Posted on 0, by Victor Repin

Russia is proud of its achievements in the field of space exploration, and rightly so. With a string of records and ‘firsts’ under its belt, Russia – especially in the days of the ‘space race’ during Soviet times – was and still is a leader in space travel and exploring the cosmos.

Here are just a few of its milestone achievements…

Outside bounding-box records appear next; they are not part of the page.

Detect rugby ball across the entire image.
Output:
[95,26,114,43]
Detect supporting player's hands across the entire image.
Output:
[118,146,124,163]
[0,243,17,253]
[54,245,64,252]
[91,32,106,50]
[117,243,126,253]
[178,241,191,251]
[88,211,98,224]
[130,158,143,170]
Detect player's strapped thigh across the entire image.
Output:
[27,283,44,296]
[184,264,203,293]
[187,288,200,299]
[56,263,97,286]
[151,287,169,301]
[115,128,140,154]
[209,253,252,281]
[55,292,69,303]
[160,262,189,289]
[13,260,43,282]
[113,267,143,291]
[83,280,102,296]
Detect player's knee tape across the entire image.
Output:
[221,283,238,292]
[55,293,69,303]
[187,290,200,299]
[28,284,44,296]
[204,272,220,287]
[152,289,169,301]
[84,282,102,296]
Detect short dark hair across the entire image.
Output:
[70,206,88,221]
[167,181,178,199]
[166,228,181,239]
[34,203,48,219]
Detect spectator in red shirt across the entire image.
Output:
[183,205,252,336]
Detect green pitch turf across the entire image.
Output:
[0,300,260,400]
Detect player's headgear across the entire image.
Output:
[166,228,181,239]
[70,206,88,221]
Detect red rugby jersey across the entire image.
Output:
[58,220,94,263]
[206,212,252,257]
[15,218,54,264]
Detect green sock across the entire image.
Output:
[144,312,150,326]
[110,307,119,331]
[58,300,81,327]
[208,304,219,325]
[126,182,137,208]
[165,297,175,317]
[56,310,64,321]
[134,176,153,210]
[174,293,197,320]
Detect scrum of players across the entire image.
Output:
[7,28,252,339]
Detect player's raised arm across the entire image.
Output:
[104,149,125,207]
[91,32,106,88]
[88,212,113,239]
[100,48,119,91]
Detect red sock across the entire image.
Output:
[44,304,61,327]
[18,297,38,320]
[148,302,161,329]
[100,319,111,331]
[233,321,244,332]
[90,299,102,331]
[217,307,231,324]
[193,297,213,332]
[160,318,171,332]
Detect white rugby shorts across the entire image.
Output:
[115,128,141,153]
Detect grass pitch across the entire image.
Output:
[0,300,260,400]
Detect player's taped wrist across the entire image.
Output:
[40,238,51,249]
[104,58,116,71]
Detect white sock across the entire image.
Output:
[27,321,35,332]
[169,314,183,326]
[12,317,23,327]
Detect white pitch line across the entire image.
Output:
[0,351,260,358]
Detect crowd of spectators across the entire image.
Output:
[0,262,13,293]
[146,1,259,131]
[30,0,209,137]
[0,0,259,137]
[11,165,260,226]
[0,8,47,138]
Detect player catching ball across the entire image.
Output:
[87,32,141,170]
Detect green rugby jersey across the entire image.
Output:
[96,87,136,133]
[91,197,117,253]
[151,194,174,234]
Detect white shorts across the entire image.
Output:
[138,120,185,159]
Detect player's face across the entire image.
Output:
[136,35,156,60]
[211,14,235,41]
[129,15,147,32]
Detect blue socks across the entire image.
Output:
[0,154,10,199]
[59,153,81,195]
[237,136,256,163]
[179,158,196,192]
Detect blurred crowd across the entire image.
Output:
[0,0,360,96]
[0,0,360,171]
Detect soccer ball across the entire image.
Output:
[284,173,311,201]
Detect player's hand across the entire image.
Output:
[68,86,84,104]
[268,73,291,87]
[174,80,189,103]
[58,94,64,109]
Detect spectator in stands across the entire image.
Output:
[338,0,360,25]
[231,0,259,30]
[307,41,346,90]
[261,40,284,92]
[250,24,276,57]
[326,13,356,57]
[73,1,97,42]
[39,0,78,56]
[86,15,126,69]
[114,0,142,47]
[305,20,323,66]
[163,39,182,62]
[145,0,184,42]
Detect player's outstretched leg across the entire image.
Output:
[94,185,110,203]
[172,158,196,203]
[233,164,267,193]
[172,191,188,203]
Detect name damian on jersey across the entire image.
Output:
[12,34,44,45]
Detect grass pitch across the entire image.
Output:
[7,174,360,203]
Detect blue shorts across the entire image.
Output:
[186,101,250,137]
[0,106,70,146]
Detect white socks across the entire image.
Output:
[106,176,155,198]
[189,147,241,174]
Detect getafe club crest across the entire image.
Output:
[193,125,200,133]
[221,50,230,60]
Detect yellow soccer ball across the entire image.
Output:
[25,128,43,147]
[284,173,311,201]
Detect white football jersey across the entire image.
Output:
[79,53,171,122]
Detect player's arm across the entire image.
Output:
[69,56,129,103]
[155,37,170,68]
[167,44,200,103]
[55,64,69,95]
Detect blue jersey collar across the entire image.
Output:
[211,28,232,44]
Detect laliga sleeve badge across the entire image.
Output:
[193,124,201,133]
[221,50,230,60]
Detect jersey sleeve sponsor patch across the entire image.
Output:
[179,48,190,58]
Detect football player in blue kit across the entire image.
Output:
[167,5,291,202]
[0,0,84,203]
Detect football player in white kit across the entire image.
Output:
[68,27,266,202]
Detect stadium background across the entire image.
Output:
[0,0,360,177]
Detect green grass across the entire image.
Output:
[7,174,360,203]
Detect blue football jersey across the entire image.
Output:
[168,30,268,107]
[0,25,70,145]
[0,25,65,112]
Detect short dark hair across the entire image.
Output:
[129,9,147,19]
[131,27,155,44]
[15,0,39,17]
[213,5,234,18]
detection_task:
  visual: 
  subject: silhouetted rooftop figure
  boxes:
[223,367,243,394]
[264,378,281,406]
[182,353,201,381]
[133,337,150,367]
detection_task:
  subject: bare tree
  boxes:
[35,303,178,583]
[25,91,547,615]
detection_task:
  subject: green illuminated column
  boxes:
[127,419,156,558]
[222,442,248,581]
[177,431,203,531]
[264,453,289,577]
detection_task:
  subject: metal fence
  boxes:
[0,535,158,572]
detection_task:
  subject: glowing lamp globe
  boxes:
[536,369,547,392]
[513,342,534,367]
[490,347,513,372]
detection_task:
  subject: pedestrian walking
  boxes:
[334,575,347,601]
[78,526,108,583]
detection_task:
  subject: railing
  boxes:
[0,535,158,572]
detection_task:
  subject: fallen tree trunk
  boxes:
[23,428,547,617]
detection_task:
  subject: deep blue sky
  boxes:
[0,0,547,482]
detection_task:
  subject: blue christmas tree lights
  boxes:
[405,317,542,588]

  • A successful test of the world’s first ballistic missile took place in August 1957. The launch occurred near the village of Tyura-Tam in Kazakhstan, which later became known as Baikonur.
  • The Soviet Union launched the first artificial Earth satellite Sputnik-1 on 4 October 1957. The satellite emitted radio waves which could be heard by any amateur radio fan. The space era had truly begun!

Sputnik 1

By Joanna Poe from Munith, MI, USA (2008-12-07_16-16-06) [CC BY-SA 2.0 (https://creativecommons.org/licenses/by-sa/2.0)], via Wikimedia Commons

  • In August 1960, Soviet space dogs Belka and Strelka became the first creatures to orbit the Earth. Their voyage lasted a little over 24 hours, during which time their spaceship circled the Earth 15 times. Both dogs lived to a ripe old age and died natural deaths. Their bodies are now at the Cosmonautics Memorial Museum in Moscow.
  • America may have won the race to send a man to the Moon, but Soviet pennants arrived there 10 years previously. They had been dropped on the Moon’s surface on 14 September 1959 by the Soviet space station Luna-2 – the first probe to reach the moon. That same year, Luna-3 photographed the ‘dark side’ of the moon.
  • On 12 April 1961, Soviet cosmonaut Yuri Gagarin became the first human being to fly to outer space.
  • The first full-pressure spacesuits were made in the Soviet Union in late 1959.
  • The world’s first moon rover, Lunokhod-1, was created in the Soviet Union. It reached the moon’s surface on 17 November 1970 and worked for 10 months, covering a distance of 10.5 kilometres and sending back around 25 000 photographs.
  • Soviet scientists were also the first to land a workable space apparatus on another planet — Venus. Venera-7 – an automatic space research station – landed on the surface of our nearest planet in mid-December 1970. The body of the landing module was made of titanium to withstand the pressure of 100 atmospheres and 500-degree heat.
  • In March 1965, Soviet cosmonaut Alexei Leonov became the first person to walk in space. He spent 10 minutes in free flight at a distance of more than 5 metres from the spaceship as it hurtled through space at more than 7 km per second.
  • Valentina Tereshkova was the first woman cosmonaut. She spent nearly three days in space aboard the Vostok-6 spacecraft.
  • The Mir station was the first consistently inhabited long-term research station in outer space. The main module was put into orbit on 20 February 1986. Over the next 10 years, six modules were added to it. In 2001, the station was scuttled in the Pacific.
  • The first commercial astronaut – Japanese journalist Akiyama Toyohiro – went into space aboard the Soyuz TM-11 spacecraft in early December 1990. Since then, Soyuz spaceships have delivered several more tourists to the ISS Russian section.